Autre première: Perseverance prélèvera une trentaine d'échantillons de roches dans des tubes, qu'une future mission américano-européenne récupérera pour qu'ils soient rapportés sur Terre, au plus tôt en 2031.

La preuve indiscutable de vie passée sur Mars ne sera très probablement pas confirmée, si elle existe, avant l'analyse de ces échantillons la décennie prochaine, a dit mardi Thomas Zurbuchen, chef scientifique de la NASA.

«Nous cherchons vraisemblablement une forme de vie très primitive, pas des formes avancées comme des ossements ou des fossiles de fougères», a expliqué Ken Farley, scientifique du projet à l'université Caltech.

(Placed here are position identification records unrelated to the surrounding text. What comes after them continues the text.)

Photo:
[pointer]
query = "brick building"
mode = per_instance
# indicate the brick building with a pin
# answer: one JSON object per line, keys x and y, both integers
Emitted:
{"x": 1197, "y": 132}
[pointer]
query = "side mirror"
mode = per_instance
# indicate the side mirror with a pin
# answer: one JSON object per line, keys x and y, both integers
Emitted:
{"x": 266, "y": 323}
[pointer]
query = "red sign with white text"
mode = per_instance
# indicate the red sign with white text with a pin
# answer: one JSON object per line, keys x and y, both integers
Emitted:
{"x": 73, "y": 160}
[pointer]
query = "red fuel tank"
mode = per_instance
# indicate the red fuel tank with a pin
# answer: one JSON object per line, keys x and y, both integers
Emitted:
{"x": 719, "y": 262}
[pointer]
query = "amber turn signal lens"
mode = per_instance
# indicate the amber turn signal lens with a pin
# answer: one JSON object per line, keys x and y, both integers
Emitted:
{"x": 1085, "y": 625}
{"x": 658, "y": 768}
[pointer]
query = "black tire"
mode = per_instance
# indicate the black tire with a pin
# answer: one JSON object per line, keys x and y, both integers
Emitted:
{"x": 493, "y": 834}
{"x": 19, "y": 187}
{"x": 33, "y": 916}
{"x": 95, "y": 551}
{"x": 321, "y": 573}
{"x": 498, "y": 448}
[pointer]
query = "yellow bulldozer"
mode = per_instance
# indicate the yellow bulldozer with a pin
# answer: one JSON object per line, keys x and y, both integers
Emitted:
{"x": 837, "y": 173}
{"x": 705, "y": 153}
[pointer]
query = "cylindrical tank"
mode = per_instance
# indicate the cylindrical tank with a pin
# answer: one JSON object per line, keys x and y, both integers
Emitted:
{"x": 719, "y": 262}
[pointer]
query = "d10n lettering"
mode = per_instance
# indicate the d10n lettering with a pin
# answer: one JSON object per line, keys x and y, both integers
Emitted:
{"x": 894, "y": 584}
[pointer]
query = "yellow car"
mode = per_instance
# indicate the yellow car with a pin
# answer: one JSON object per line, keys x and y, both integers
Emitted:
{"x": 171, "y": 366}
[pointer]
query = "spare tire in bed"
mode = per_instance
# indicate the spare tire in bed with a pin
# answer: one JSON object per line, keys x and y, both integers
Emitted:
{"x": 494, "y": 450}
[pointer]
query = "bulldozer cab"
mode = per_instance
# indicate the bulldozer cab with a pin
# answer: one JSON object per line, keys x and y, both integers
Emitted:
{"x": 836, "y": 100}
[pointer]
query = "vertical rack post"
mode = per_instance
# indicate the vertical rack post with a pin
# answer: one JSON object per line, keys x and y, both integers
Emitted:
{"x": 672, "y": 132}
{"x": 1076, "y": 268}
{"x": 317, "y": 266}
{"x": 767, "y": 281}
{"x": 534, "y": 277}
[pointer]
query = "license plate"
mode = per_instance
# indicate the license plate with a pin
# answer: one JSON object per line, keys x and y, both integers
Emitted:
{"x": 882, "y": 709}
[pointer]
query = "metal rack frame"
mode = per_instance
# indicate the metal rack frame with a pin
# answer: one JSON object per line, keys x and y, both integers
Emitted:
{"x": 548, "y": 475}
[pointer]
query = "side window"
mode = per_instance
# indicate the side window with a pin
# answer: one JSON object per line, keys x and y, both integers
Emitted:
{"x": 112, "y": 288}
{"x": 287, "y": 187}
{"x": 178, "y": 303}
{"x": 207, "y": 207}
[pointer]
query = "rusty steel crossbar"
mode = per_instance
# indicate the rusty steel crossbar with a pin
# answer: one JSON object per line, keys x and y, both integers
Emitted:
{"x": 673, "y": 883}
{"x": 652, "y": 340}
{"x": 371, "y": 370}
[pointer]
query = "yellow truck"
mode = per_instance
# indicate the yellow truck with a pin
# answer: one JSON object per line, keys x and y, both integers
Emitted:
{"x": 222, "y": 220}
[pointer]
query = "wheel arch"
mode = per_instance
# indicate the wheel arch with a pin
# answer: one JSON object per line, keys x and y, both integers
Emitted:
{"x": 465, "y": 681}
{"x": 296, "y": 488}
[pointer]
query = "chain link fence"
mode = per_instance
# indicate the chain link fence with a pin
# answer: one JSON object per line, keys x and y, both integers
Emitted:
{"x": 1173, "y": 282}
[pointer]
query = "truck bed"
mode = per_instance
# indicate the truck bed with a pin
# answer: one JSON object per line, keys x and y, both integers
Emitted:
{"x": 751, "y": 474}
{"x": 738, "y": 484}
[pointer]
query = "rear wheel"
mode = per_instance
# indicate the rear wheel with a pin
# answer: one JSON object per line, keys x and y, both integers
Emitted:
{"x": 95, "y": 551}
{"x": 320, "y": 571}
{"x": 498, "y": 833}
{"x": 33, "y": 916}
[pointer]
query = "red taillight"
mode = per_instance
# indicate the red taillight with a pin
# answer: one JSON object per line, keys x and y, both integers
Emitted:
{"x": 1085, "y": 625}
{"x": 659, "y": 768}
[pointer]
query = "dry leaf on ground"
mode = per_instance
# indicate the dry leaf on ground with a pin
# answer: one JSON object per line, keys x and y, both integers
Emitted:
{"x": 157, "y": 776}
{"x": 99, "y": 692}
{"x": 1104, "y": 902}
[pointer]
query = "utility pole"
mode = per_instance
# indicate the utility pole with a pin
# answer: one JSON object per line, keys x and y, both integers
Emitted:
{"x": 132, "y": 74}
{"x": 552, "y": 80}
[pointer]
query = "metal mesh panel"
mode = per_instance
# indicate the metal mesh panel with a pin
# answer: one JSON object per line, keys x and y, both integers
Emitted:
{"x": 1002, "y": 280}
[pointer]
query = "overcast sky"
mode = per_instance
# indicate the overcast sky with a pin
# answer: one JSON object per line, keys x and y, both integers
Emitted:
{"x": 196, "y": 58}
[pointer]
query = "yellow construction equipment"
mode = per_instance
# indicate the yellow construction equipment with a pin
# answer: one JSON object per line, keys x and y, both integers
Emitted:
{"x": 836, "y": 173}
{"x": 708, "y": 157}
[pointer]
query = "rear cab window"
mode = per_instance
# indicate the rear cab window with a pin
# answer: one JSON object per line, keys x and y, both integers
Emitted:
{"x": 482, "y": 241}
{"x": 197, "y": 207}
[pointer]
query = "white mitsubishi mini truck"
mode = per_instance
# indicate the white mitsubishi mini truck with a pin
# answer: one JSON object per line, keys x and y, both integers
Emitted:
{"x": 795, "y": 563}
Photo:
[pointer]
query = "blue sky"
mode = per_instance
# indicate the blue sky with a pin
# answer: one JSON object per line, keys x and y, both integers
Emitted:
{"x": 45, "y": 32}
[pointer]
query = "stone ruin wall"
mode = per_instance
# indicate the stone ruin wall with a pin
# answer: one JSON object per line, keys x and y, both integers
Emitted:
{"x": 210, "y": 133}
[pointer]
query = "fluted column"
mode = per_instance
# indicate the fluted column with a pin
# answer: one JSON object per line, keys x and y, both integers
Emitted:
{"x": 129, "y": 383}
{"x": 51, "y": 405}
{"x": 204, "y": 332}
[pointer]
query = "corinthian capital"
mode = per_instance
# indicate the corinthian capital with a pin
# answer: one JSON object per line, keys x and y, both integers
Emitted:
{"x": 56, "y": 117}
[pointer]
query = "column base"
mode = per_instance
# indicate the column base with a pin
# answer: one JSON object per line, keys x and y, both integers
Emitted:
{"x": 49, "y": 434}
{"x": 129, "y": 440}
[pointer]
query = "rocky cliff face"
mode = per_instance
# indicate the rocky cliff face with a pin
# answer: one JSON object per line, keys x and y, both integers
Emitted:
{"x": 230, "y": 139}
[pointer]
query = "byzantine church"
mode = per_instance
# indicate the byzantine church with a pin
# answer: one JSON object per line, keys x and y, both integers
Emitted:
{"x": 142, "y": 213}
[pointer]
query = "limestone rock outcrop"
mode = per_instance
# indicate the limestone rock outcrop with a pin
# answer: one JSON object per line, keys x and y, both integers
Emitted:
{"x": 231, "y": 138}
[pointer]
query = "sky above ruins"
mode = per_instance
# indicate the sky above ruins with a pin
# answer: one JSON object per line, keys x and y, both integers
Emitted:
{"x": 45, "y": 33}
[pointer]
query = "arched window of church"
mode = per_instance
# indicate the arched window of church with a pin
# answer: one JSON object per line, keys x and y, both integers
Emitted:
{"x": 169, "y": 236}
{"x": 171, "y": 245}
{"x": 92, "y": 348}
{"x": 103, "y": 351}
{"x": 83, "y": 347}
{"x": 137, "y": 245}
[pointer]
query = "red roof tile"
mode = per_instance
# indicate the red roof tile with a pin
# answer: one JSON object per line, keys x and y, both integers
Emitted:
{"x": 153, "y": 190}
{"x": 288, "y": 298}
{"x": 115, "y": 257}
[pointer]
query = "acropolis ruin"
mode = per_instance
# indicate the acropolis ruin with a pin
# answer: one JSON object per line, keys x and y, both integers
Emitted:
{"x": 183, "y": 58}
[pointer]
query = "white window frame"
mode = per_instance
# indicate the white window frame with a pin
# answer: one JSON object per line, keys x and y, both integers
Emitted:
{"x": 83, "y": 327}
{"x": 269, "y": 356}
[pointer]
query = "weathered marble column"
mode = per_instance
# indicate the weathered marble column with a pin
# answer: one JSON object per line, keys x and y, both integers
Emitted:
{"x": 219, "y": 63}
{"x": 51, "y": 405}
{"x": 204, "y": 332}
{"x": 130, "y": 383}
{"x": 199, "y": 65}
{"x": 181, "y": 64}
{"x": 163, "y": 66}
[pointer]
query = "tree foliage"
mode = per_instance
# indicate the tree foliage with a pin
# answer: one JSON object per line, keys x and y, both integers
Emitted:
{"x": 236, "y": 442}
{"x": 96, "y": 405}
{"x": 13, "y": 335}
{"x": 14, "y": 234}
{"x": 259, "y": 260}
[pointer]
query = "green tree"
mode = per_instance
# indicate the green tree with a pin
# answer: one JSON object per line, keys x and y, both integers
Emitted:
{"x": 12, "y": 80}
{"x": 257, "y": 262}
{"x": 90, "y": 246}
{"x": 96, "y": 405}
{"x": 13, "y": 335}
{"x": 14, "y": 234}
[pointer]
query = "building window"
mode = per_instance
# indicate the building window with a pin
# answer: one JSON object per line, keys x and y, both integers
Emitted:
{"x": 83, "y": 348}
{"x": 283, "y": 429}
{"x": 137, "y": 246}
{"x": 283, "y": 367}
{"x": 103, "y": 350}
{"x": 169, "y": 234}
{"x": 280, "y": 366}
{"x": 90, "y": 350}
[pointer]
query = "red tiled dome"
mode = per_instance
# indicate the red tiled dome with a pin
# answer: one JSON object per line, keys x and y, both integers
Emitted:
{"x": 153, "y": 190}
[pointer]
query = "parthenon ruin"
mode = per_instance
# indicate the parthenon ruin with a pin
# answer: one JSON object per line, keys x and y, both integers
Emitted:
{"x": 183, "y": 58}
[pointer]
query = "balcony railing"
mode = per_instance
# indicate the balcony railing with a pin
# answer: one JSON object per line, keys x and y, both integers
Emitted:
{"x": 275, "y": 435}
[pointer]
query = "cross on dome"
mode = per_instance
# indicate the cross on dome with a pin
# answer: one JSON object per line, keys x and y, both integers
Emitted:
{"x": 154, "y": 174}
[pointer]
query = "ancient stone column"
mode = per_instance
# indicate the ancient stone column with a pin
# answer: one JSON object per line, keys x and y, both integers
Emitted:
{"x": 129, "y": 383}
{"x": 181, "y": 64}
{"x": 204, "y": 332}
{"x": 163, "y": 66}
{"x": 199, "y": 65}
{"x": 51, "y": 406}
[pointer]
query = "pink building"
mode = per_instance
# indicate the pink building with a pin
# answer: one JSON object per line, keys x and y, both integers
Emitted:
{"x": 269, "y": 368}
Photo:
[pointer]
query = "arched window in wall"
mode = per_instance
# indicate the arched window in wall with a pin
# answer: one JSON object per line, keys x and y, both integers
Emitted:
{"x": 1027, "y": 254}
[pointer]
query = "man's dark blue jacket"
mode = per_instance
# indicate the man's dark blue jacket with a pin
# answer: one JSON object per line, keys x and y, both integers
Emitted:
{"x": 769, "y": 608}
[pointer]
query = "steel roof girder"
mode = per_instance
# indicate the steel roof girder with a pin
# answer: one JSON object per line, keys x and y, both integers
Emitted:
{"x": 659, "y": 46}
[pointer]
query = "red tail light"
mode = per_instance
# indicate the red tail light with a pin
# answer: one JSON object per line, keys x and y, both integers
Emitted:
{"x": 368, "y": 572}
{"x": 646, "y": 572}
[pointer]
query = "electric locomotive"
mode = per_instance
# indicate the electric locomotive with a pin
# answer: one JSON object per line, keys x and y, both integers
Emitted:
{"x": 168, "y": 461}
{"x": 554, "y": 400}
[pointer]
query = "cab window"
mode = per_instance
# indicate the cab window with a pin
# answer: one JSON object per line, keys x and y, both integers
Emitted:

La NASA a choisi d'atterrir dans le cratère de Jezero, vieux de 3,8 milliards d'années, et plus précisément dans ce qui ressemble fortement à un ancien delta.

Les deltas se forment quand des rivières déposent des sédiments dans un plan d'eau. «Les deltas sont des endroits formidables pour préserver des matières organiques et autres types de biosignatures», dit Tanja Bosak, du MIT et membre de l'équipe scientifique.

Plus de 350 géologues, géochimistes, astrobiologistes, spécialistes de l'atmosphère et autres scientifiques, du monde entier, participent à la mission, qui durera au moins deux ans, et sans doute beaucoup plus longtemps si l'on en croit l'expérience des précédents rovers, très endurants.